Samuel levou a cadelinha pra seu casebre, o que não foi muito difícil, pois ela tinha gostado dele assim como ele gostava dela, depois dormiram. Pela manhã, ambos acordaram, morrendo de fome, Samuel mais do que Mia. Samuel se levantou da sua cama de palha com jornais velhos e pegou um pão mofado que estava na mesa quebrada de sua sala, era tudo que tinha. Comeu o pão aos poucos enquanto Mia o olhava, o que apertou o seu coração mais do que seu estômago estava sendo apertado. Dividiu o pão e jogou um pedaço para a cadelinha. De primeira, ela estranhou o pão, o cheiro era ruim, e não parecia ser muito gostoso. Mas a fome é maior que tudo isso; ela não se importa se é saboroso ou não, ela apenas quer ser saciada. Mia devorou o pão em algumas bocadas. Ainda estavam com fome, mas era tudo que tinha.

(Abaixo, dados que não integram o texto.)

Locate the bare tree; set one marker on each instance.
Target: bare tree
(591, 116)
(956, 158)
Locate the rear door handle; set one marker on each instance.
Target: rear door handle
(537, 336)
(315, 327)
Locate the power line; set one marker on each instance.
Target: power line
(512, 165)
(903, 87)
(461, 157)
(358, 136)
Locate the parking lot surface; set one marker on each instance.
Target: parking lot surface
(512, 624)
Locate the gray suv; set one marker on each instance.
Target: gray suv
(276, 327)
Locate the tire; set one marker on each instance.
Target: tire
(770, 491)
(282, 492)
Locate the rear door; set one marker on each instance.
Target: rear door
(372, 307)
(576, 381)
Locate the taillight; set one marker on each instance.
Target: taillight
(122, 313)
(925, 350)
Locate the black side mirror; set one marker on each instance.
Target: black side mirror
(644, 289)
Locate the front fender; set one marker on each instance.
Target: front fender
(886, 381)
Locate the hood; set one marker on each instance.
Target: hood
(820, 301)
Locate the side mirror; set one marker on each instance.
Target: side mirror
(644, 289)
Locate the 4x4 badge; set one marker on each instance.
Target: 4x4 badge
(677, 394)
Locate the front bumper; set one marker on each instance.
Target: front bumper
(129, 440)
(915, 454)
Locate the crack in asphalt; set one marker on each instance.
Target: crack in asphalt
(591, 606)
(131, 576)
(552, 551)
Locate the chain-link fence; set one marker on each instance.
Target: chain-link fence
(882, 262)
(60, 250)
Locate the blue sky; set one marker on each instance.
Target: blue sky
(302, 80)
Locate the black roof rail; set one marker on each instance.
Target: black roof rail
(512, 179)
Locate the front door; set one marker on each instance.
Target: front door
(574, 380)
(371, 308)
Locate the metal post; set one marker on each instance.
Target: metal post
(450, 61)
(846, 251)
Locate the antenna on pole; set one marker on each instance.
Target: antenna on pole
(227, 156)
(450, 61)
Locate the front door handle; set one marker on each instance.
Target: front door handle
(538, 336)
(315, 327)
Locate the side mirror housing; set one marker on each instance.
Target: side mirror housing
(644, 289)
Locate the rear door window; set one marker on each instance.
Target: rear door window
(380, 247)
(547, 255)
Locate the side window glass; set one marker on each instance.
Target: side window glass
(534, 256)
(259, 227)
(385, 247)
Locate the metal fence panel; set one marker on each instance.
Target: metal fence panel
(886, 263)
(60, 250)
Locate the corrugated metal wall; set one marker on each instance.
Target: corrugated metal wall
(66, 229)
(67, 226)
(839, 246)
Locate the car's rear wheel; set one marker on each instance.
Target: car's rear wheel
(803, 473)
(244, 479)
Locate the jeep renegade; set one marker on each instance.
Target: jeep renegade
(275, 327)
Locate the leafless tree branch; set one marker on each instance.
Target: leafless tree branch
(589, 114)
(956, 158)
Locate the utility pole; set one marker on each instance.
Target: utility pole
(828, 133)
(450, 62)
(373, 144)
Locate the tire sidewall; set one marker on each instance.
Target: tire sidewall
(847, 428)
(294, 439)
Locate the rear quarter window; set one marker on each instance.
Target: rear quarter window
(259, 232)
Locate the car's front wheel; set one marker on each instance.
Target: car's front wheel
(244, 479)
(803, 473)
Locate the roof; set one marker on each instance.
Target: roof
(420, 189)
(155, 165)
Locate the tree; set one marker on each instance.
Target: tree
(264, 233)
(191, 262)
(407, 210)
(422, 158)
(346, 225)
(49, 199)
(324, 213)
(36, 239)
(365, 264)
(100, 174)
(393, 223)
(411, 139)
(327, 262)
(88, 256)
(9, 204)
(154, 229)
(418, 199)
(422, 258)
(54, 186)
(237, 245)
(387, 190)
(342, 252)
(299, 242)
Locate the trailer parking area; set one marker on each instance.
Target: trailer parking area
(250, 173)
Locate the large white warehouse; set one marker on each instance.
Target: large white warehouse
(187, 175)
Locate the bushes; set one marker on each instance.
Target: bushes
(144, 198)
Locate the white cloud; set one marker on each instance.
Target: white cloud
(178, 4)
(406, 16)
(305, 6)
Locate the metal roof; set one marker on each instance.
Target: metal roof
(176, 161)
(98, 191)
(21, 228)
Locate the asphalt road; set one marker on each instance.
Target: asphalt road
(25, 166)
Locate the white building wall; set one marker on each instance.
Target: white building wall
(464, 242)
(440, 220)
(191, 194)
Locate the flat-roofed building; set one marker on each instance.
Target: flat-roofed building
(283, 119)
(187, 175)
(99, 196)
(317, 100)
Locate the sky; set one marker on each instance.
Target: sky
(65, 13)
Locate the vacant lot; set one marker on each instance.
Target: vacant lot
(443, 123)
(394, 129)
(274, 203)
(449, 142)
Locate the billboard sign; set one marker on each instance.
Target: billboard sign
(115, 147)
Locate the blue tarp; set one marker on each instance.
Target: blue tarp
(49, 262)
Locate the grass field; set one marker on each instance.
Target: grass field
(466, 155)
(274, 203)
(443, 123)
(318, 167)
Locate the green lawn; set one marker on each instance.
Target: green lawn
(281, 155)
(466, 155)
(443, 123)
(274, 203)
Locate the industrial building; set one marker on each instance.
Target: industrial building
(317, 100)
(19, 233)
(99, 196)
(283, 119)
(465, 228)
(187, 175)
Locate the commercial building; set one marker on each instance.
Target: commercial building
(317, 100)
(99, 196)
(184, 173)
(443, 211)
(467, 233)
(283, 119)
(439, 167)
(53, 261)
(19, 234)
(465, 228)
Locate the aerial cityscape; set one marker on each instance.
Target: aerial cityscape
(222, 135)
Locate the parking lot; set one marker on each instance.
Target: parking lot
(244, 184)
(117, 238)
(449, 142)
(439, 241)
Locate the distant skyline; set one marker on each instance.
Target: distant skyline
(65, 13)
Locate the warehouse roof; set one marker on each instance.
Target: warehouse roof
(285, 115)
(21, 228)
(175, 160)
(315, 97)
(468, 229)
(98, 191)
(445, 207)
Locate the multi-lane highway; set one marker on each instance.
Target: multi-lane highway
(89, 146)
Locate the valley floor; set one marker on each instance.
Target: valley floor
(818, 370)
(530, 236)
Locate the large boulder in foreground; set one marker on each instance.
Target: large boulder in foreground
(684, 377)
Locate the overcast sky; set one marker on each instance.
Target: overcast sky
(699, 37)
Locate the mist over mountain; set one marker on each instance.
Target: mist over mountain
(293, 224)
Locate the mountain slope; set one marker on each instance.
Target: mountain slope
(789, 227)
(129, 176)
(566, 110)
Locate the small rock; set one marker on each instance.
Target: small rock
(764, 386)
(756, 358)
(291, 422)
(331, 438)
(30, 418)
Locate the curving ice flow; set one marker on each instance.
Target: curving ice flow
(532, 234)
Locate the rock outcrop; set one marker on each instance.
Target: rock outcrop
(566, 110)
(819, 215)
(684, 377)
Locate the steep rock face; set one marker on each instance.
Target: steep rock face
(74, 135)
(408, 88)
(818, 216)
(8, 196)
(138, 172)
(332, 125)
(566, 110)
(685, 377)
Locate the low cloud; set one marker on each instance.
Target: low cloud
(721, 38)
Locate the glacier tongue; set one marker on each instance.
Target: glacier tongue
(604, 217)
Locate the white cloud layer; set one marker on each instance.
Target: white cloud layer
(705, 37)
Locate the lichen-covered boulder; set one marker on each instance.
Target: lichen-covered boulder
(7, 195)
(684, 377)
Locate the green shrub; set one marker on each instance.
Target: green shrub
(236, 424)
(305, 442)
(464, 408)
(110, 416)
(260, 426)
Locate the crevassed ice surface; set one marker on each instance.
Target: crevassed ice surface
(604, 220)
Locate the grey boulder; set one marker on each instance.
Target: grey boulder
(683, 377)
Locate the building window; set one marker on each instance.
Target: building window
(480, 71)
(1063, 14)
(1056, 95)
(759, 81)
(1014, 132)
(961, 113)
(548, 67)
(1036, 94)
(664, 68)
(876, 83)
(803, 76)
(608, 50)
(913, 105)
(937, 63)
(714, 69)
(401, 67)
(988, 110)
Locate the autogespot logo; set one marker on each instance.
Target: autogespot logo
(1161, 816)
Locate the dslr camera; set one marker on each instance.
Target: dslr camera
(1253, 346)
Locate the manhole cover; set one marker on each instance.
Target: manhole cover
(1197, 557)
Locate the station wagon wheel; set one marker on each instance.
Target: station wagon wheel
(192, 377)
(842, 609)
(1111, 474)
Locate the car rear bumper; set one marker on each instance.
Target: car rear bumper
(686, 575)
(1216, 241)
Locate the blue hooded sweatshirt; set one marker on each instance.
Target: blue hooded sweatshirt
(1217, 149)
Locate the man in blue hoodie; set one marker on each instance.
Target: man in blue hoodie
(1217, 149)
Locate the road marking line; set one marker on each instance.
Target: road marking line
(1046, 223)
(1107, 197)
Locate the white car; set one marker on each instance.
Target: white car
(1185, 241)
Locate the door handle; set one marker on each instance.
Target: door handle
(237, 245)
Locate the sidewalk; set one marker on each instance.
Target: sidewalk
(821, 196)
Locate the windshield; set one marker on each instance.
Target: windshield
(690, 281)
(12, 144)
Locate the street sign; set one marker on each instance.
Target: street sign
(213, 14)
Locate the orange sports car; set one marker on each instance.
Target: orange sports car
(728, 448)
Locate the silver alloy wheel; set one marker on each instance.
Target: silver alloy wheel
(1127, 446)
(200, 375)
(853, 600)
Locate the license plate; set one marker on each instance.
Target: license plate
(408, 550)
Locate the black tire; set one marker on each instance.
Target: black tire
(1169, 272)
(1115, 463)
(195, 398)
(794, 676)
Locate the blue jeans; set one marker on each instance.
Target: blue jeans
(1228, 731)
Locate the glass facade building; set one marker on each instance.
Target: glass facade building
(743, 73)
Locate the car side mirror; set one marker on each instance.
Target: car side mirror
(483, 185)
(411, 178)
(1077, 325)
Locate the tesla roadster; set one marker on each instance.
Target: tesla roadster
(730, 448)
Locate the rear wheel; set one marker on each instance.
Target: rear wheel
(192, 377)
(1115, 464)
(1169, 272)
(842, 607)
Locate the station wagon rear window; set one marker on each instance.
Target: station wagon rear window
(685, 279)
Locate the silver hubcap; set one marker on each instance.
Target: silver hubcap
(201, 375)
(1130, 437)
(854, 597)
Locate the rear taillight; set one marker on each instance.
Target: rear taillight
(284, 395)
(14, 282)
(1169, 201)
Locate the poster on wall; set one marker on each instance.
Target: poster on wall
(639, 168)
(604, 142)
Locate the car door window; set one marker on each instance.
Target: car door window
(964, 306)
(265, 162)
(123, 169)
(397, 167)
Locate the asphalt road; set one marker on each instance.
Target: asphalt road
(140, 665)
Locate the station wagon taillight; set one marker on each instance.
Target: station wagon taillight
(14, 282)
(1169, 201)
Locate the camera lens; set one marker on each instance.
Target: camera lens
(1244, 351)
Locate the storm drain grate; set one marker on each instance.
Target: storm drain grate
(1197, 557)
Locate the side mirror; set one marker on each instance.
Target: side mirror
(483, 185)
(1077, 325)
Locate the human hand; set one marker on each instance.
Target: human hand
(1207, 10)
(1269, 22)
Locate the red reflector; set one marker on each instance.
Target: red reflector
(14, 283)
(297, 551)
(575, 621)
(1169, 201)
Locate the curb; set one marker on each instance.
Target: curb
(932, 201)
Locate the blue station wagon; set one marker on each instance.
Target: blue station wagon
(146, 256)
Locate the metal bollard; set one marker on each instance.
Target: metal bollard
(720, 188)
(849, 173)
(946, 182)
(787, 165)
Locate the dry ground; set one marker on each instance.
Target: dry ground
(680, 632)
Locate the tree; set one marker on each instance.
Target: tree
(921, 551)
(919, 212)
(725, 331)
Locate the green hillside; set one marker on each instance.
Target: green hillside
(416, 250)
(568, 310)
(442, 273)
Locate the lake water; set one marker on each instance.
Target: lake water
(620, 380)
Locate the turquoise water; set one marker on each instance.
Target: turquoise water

Mia e Samuel rumaram em direção a mansão da família Lima, ainda de manhã cedo. Duas horas já tinham se passado e ainda estavam na metade do caminho. Mia se locomoveria mais rápido se estivesse sozinha, afinal, era jovem e cheia de energia, ao contrário de Samuel, que só estava esperando a morte chegar para ceifá-lo.

Depois de mais algum tempo, se depararam com um outro cidadão, igualmente pobre a Samuel, porém, não era rico de alma. Era mais jovem e mais forte, então espancou Samuel e tomou a cachorra a força de suas mãos. Mia não gostou nada de ver Samuel apanhar, mas também, nada podia fazer nada, era muito pequena para protegê-lo.

Samuel ficou estirado no chão de barro enquanto olhava pra Mia, e ela pra ele, latindo para seu recém conhecido, que tinha compartilhado um pão mofado com ela, que mesmo que fosse pouco, era tudo que tinha. Enfim os olhos de Samuel se fecharam e ele havia aceitado seu destino, poderia se reencontrar com sua esposa e filha. Não queria ajuda, e mesmo se quisesse, não tinha como receber ajuda, quem iria ajudar um pobre homem estirado numa estrada de barro? Só se Deus fizesse um milagre; o que eu particularmente duvido que fosse acontecer.

Tudo isso tinha acontecido porque o Sr. Lima não aguentava mais ouvir o choro da filha e as súplicas da esposa, e decidiu dar uma recompensa para quem trouxesse a cadela de volta para a mansão, sã e salva. Era cinco mil reais, uma mixaria pra ele, mas para praticamente todo o resto da população, era a riqueza.

Mia passou de mão em mão por horas e horas, era sempre um mais forte do que o outro, sempre sendo levada a força. Mas em uma das batalhas, conseguiu fugir.

Mia voltou pra mansão sozinha, sem ajuda de ninguém. Não estava perdida, sabia muito bem onde estava, sabia muito bem como voltar. Apenas queria conhecer o mundo, mas isso só lhe causou decepção.